Tra il 1949 e il 1963 il famoso archeologo francese, André Leroi-Gourhan, impegnato negli scavi della Grotte du Renne, ad Arcy sur-Cure, rinvenne diversi manufatti preistorici, ornamentali e simbolici, con evidenti segni di utilizzo.I monili, molto piccoli, realizzati in avorio, osso e conchiglie, con elementi non più grandi di un centimetro, furono attribuiti all'Uomo Moderno, anche se nella grotta furono ritrovati resti umani che sembrava appartenessero ad ominidi di tipo Neanderthal.

La disputa scientifica

Alcuni studiosi attribuirono i manufatti, nell'immediato, alla cultura preistorica Castelperroniana, legata alle ultime fasi della presenza dell'Uomo di Neanderthal in Europa.

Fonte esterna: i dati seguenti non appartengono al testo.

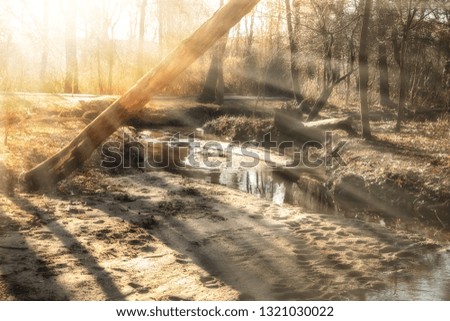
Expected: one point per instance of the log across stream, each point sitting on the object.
(245, 169)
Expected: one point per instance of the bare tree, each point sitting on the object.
(364, 70)
(411, 13)
(63, 163)
(44, 54)
(293, 44)
(140, 67)
(213, 88)
(71, 80)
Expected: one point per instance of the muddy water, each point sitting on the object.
(427, 280)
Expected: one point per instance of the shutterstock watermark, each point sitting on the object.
(187, 152)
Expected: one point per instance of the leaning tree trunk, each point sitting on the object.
(71, 157)
(294, 50)
(364, 71)
(403, 84)
(213, 89)
(71, 80)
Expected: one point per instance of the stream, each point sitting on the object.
(431, 282)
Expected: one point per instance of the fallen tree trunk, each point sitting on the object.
(71, 157)
(291, 128)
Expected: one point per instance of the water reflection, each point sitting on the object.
(269, 184)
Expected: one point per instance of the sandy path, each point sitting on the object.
(159, 236)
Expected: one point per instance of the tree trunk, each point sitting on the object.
(351, 63)
(140, 56)
(293, 49)
(383, 67)
(213, 88)
(364, 71)
(324, 95)
(44, 55)
(385, 94)
(320, 103)
(71, 80)
(71, 157)
(403, 83)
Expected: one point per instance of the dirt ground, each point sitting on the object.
(160, 236)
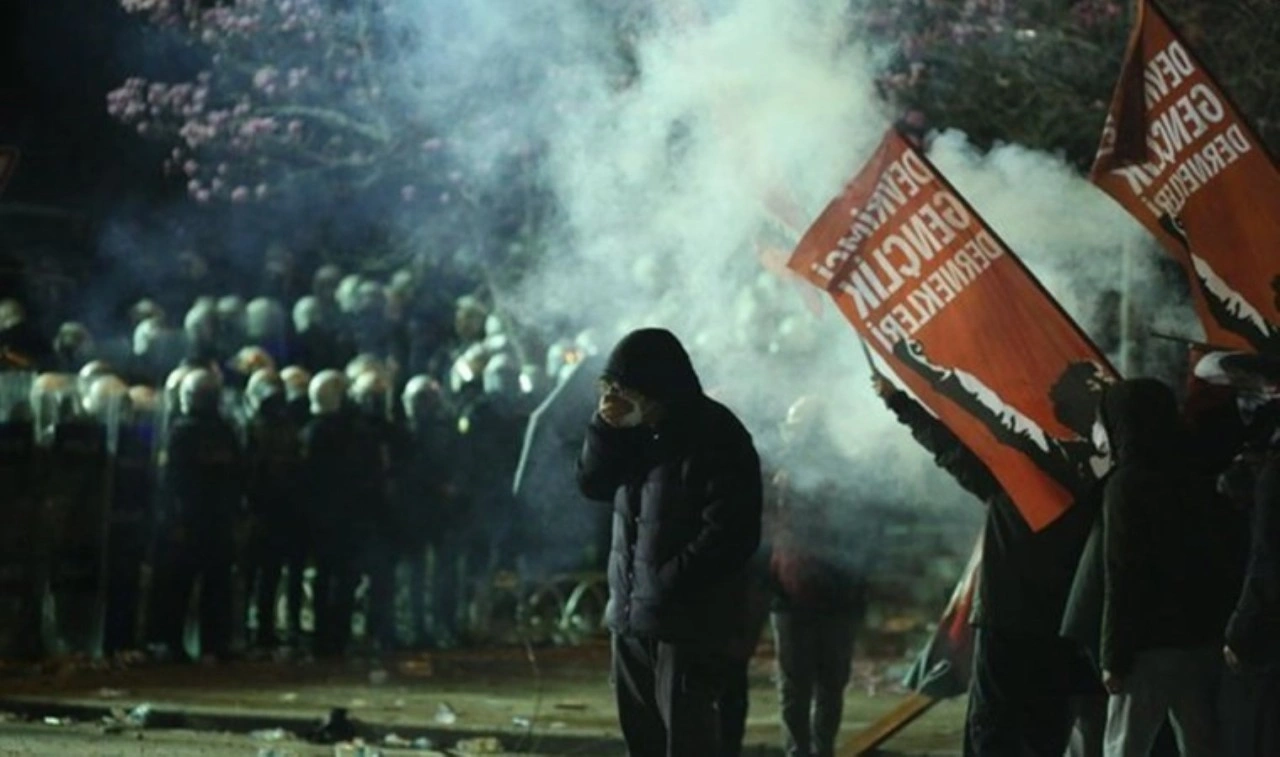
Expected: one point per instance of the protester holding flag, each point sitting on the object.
(1162, 611)
(684, 479)
(1253, 632)
(1023, 673)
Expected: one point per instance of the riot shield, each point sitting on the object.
(77, 491)
(572, 533)
(21, 559)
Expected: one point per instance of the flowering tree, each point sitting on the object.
(312, 104)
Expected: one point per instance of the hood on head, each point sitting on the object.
(656, 364)
(1142, 420)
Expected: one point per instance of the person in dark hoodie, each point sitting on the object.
(1252, 647)
(333, 488)
(684, 479)
(1166, 573)
(821, 596)
(1024, 673)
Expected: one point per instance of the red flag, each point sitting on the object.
(964, 325)
(8, 164)
(944, 666)
(1180, 159)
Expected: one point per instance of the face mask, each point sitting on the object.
(631, 419)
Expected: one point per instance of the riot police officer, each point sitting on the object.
(204, 479)
(379, 454)
(332, 496)
(428, 509)
(296, 381)
(132, 506)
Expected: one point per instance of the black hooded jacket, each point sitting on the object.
(1166, 541)
(686, 502)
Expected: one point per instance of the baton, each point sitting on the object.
(1192, 342)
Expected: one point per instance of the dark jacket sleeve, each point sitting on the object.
(1256, 618)
(609, 456)
(1123, 556)
(179, 466)
(949, 452)
(730, 523)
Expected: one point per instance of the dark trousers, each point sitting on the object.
(277, 551)
(1019, 698)
(1251, 714)
(446, 588)
(668, 697)
(200, 557)
(127, 550)
(814, 653)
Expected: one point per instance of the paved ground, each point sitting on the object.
(556, 703)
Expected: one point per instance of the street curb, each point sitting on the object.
(209, 720)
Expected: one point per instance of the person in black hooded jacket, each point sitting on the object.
(1166, 578)
(684, 479)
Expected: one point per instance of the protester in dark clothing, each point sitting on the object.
(132, 514)
(379, 455)
(735, 698)
(1168, 569)
(1023, 671)
(1253, 632)
(685, 483)
(819, 596)
(204, 477)
(274, 488)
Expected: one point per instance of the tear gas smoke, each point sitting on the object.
(664, 137)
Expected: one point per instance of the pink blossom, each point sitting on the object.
(265, 77)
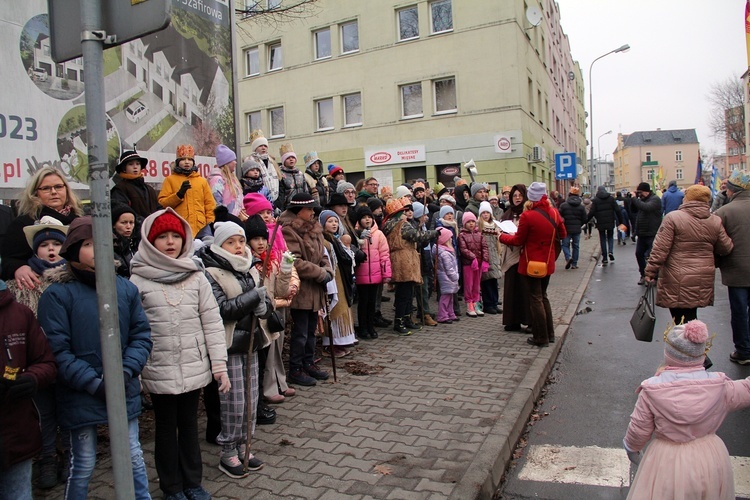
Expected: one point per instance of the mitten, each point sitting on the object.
(287, 262)
(183, 189)
(24, 386)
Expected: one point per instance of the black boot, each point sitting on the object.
(400, 328)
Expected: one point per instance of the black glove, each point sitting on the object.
(24, 386)
(99, 392)
(183, 189)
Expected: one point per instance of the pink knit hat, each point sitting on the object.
(255, 203)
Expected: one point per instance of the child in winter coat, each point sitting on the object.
(681, 408)
(282, 284)
(372, 273)
(228, 261)
(189, 347)
(68, 313)
(27, 365)
(475, 261)
(489, 285)
(446, 269)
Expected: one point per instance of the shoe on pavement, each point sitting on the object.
(316, 372)
(197, 493)
(231, 465)
(428, 321)
(300, 378)
(736, 358)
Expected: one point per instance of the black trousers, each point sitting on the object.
(177, 452)
(366, 307)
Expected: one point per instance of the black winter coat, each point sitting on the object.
(605, 209)
(649, 215)
(574, 214)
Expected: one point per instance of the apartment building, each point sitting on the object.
(406, 89)
(657, 157)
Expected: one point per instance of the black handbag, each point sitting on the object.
(644, 317)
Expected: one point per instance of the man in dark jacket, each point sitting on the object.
(574, 213)
(27, 364)
(607, 213)
(646, 224)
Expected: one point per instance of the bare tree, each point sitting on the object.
(273, 12)
(727, 117)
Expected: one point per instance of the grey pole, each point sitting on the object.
(92, 45)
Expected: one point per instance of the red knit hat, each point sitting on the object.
(166, 222)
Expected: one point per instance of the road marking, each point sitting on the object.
(595, 466)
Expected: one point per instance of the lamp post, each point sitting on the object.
(599, 152)
(623, 48)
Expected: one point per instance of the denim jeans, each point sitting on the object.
(15, 481)
(83, 460)
(575, 241)
(606, 240)
(739, 306)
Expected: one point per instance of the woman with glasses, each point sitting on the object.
(47, 193)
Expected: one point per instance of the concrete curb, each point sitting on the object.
(488, 466)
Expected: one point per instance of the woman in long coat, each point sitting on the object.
(683, 255)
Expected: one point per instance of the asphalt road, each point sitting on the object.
(592, 392)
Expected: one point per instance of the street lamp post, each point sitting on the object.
(599, 153)
(623, 48)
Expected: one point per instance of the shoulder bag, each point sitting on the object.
(644, 317)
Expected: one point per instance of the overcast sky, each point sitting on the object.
(679, 48)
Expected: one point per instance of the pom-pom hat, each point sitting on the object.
(686, 345)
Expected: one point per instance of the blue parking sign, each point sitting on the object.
(565, 166)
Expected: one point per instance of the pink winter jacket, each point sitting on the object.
(377, 268)
(681, 405)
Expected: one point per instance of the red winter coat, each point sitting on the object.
(472, 245)
(21, 335)
(536, 236)
(377, 268)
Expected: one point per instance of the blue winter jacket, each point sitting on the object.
(671, 199)
(69, 315)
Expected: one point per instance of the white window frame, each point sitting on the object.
(342, 26)
(435, 4)
(248, 63)
(323, 113)
(435, 96)
(345, 108)
(317, 45)
(398, 23)
(275, 133)
(253, 116)
(271, 48)
(402, 88)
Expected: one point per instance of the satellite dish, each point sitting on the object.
(534, 15)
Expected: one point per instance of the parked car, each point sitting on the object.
(40, 75)
(136, 111)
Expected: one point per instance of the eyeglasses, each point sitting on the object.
(47, 189)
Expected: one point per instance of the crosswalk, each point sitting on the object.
(595, 466)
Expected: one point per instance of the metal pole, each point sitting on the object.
(92, 45)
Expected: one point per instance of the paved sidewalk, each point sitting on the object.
(439, 416)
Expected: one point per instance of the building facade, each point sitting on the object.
(656, 157)
(403, 90)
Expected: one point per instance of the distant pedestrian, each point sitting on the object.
(647, 223)
(681, 408)
(735, 268)
(672, 198)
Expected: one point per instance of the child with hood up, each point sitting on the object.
(189, 347)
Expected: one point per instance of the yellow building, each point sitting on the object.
(401, 90)
(657, 157)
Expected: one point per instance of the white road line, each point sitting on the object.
(595, 466)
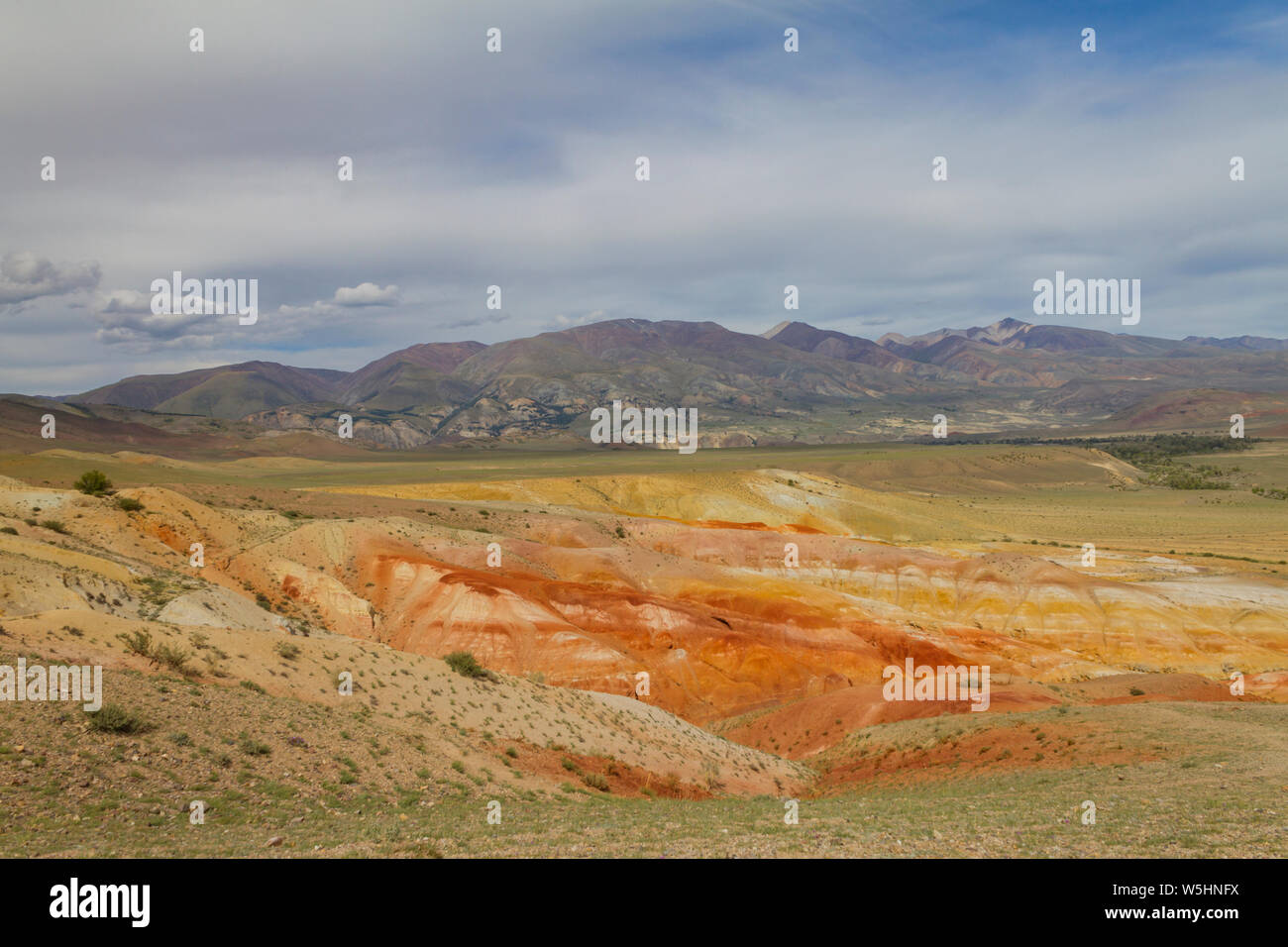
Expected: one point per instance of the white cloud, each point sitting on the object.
(366, 294)
(25, 275)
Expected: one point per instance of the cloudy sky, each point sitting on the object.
(519, 169)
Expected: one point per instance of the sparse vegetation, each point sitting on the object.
(93, 482)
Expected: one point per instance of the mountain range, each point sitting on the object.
(795, 382)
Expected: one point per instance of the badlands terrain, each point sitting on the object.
(759, 591)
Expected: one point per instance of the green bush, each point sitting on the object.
(467, 665)
(112, 718)
(93, 482)
(286, 650)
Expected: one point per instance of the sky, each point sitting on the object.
(518, 169)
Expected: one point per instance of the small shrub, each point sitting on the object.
(467, 665)
(253, 748)
(138, 643)
(286, 650)
(93, 482)
(112, 718)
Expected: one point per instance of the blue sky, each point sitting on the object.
(516, 169)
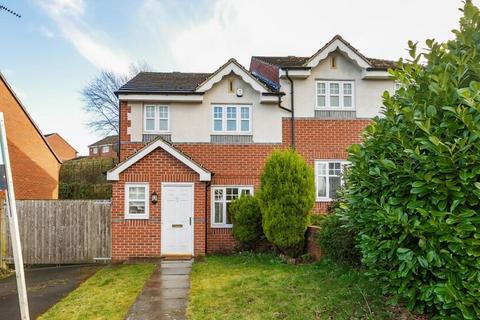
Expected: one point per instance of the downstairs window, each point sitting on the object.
(222, 196)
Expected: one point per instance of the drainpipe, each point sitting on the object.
(292, 108)
(207, 185)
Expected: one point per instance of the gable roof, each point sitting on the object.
(22, 107)
(301, 62)
(188, 83)
(114, 174)
(57, 134)
(157, 82)
(113, 139)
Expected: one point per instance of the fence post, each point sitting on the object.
(3, 235)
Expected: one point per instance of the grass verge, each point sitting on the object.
(248, 286)
(108, 294)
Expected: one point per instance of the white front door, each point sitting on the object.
(177, 219)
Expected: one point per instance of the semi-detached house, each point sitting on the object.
(190, 143)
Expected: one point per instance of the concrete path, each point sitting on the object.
(165, 295)
(45, 287)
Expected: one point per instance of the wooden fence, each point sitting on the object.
(59, 231)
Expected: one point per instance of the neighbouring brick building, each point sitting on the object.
(62, 148)
(104, 148)
(35, 166)
(192, 142)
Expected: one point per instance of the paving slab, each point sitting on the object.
(165, 294)
(45, 287)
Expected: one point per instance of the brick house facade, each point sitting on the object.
(35, 166)
(213, 163)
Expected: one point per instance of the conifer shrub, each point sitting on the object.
(287, 195)
(247, 221)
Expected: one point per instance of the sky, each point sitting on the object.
(58, 46)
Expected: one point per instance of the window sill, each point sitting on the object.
(221, 226)
(335, 109)
(231, 133)
(132, 217)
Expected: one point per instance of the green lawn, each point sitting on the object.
(248, 286)
(108, 294)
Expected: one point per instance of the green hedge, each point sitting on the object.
(85, 178)
(413, 193)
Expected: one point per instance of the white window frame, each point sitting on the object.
(327, 174)
(340, 94)
(224, 202)
(156, 118)
(137, 216)
(238, 119)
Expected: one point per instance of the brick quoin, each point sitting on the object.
(316, 139)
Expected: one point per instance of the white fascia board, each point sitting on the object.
(375, 74)
(338, 44)
(269, 99)
(231, 67)
(162, 97)
(295, 73)
(114, 174)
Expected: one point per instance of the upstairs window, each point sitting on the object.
(328, 178)
(222, 197)
(156, 118)
(335, 95)
(232, 119)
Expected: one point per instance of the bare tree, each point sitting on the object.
(100, 100)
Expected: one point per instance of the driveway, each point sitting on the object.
(45, 287)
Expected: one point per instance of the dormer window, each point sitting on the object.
(156, 119)
(335, 95)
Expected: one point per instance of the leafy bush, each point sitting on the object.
(287, 196)
(413, 193)
(338, 241)
(247, 221)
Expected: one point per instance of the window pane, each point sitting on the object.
(321, 88)
(334, 184)
(347, 101)
(347, 88)
(136, 207)
(150, 111)
(228, 221)
(163, 112)
(321, 168)
(217, 125)
(218, 194)
(245, 112)
(163, 124)
(231, 125)
(321, 101)
(334, 88)
(150, 124)
(321, 186)
(218, 215)
(217, 112)
(245, 125)
(334, 101)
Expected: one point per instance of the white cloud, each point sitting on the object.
(46, 32)
(240, 29)
(89, 42)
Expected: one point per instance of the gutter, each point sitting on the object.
(292, 109)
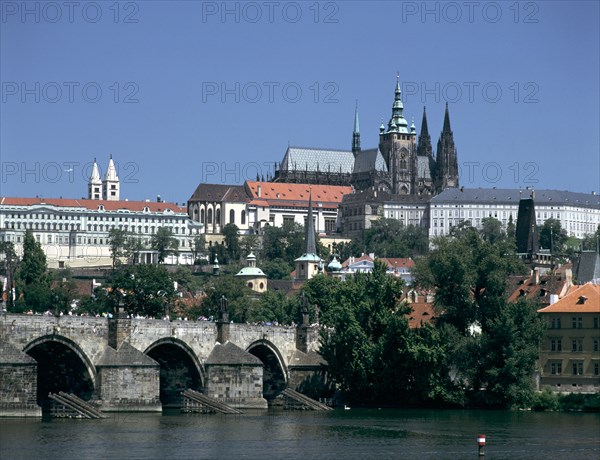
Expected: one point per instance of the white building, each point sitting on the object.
(75, 232)
(578, 213)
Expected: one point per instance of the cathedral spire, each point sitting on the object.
(95, 184)
(447, 121)
(356, 133)
(424, 128)
(397, 123)
(311, 245)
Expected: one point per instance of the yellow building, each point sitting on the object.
(570, 350)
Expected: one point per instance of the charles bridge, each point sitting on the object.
(128, 364)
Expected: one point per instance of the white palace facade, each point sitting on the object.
(75, 232)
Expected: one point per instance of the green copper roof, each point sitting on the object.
(250, 271)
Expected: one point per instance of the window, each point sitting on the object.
(556, 368)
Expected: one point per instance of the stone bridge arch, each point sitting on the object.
(275, 371)
(62, 366)
(180, 369)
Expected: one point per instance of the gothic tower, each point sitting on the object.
(356, 134)
(398, 146)
(110, 184)
(95, 184)
(446, 174)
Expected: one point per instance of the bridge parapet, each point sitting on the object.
(89, 333)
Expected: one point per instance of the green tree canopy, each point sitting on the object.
(142, 290)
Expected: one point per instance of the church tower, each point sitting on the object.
(95, 184)
(446, 174)
(397, 144)
(356, 134)
(110, 184)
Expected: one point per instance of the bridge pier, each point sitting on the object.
(128, 381)
(18, 383)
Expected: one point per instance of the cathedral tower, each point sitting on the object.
(110, 184)
(397, 144)
(95, 184)
(446, 174)
(356, 134)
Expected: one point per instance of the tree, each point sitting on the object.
(509, 350)
(8, 265)
(117, 241)
(232, 241)
(553, 236)
(198, 246)
(237, 293)
(469, 275)
(142, 290)
(164, 243)
(32, 279)
(248, 244)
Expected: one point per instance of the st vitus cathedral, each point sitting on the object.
(398, 166)
(409, 168)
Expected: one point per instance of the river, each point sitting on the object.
(341, 434)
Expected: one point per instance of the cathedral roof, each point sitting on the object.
(369, 160)
(313, 159)
(423, 167)
(296, 195)
(513, 196)
(220, 192)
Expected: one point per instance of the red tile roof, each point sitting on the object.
(297, 195)
(92, 205)
(585, 299)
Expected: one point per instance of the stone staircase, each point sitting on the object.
(70, 406)
(296, 400)
(196, 402)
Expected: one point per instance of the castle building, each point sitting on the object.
(398, 165)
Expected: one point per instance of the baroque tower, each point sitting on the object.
(446, 174)
(397, 145)
(110, 184)
(95, 184)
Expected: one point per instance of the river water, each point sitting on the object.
(276, 434)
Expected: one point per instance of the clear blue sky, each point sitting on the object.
(179, 101)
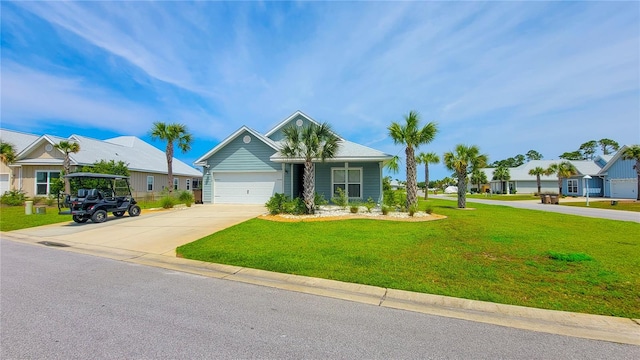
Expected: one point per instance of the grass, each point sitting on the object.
(493, 253)
(13, 218)
(628, 205)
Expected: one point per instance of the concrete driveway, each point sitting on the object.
(155, 232)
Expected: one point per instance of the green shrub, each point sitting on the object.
(277, 204)
(340, 199)
(569, 257)
(13, 198)
(370, 204)
(167, 202)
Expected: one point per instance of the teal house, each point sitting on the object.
(248, 168)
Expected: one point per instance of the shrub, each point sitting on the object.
(354, 207)
(13, 198)
(167, 202)
(370, 204)
(340, 199)
(277, 204)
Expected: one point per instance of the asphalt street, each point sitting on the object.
(57, 304)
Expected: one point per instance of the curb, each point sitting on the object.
(595, 327)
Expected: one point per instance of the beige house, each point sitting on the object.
(38, 162)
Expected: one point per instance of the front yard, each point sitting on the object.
(493, 253)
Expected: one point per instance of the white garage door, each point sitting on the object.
(624, 188)
(4, 183)
(245, 188)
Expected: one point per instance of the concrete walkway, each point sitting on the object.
(569, 210)
(152, 238)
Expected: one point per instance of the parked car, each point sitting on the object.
(95, 195)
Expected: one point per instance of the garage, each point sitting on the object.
(245, 188)
(624, 188)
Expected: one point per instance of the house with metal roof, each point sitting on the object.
(38, 163)
(248, 168)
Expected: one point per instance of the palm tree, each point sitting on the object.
(412, 136)
(310, 143)
(67, 147)
(479, 177)
(426, 159)
(463, 160)
(171, 133)
(7, 152)
(538, 171)
(564, 169)
(502, 173)
(633, 153)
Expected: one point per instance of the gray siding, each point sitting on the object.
(278, 135)
(238, 156)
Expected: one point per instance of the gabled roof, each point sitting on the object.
(139, 155)
(347, 151)
(202, 160)
(613, 159)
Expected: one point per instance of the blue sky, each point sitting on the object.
(508, 77)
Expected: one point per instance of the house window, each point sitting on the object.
(349, 180)
(149, 183)
(44, 179)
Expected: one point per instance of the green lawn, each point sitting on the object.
(628, 205)
(493, 253)
(13, 218)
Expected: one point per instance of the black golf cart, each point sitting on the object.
(94, 195)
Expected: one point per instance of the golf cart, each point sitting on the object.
(94, 195)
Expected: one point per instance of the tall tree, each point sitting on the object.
(502, 173)
(588, 149)
(563, 170)
(534, 155)
(411, 135)
(608, 145)
(7, 152)
(311, 143)
(171, 133)
(426, 159)
(633, 153)
(463, 160)
(537, 172)
(479, 177)
(67, 147)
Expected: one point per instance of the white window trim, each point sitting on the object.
(36, 183)
(569, 181)
(346, 179)
(152, 183)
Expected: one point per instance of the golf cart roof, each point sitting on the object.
(95, 176)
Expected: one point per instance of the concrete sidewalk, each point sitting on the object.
(606, 328)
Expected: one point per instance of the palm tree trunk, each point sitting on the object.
(412, 187)
(426, 180)
(462, 190)
(169, 154)
(308, 192)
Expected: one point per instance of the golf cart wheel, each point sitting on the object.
(79, 219)
(134, 210)
(99, 216)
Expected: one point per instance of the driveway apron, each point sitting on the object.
(155, 232)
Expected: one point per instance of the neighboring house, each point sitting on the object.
(38, 162)
(611, 176)
(247, 168)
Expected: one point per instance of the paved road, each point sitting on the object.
(570, 210)
(58, 304)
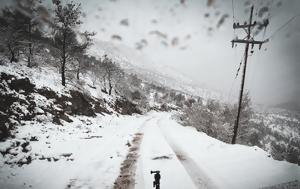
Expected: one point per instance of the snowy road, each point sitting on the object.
(189, 159)
(178, 170)
(132, 146)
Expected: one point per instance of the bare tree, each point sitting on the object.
(67, 18)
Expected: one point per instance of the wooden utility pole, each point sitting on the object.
(249, 40)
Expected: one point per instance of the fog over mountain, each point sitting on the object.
(193, 37)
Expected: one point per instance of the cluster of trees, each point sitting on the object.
(28, 25)
(217, 120)
(256, 129)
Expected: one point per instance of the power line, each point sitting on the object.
(284, 25)
(249, 40)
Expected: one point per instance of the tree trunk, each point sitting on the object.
(63, 65)
(12, 54)
(29, 46)
(78, 70)
(110, 88)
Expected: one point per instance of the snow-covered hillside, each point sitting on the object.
(89, 152)
(135, 62)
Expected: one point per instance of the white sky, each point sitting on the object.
(208, 58)
(272, 75)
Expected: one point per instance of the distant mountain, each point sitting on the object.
(134, 62)
(290, 105)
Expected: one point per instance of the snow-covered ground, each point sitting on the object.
(88, 154)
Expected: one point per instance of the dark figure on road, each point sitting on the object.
(156, 182)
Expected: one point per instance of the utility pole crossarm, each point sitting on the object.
(238, 26)
(248, 40)
(251, 41)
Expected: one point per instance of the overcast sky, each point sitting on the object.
(193, 37)
(189, 37)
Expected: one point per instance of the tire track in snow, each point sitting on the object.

Altri asserirono che i Neanderthal non erano capaci di espressione simbolica e, quindi, associarono gli oggetti, indice di un'elevata evoluzione intellettuale, ad individui più recenti.

Studi successivi, eseguiti con il metodo del Carbonio-14, misero in dubbio la relazione tra iNeanderthal e i reperti rinvenuti nella Grotta.

Secondo tali studi i monili erano stati ritrovati in uno strato superiore del sito archeologico, mentre i resti umani erano stati rinvenuti in uno strato inferiore, e quindi più antico.

Si pensò, allora, che gli oggetti fossero stati realizzati più recentemente dall'Homo Sapiens e si liquidò la possibilità che i nenderthaliani potessero avere una abilità specifica per la realizzazione di monili o di oggetti decorati, dal valore simbolico.

Gli studi e la scoperta

Oggi è emersa la probabilità che la datazione del Carbonio-14 sia stata distorta dalla presenza di contaminanti sui campioni analizzati.

A queste conclusioni sono giunti Ross Mc Phee, paleontologo presso l'American Museum of Natural History di New York, e Matthew Collins, archeologo biomolecolare dell'Università di New York, che hanno deciso di analizzare i reperti attraverso la comparazione proteinica.

L'idea dell'analisi del DNA è stata subito accantonata in quanto scarso a causa delle esigue dimensioni dei reperti.Il nuovo studio non ha lasciato spazio a dubbi: i resti sono umani e il confronto tra il collagene ottenuto dai piccoli frammenti ossei ritrovati e quello dell'Uomo Moderno stabilisce che si tratta dei resti di ominidi di Neanderthal.

In questi, infatti, è presente un particolare aminoacido diverso da quello presente nell'Homo Sapiens.Il collagene contenuto nei frammenti, inoltre, è tipico di un osso della crescita e, precisamente, dei lattanti.

Eseguendo la scansione del DNA mitocondriale, (quello materno), ed equiparandolo a quello delle Donne Moderne si è scoperto che la mamma del proprietario dei resti non può essere che una Neanderthal.

Conclusione

La conclusione è che i manufatti decorati sono stati realizzati da ominidi Neanderthal che, per conseguenza, dovevano aver sviluppato non solo una certa abilità e un gusto estetico, anche se primitivo, ma che riuscivano ad associare concetti e simboli, e ad utilizzare oggetti personali, proprio come gli esseri moderni che li soppiantarono 40 000 anni fa.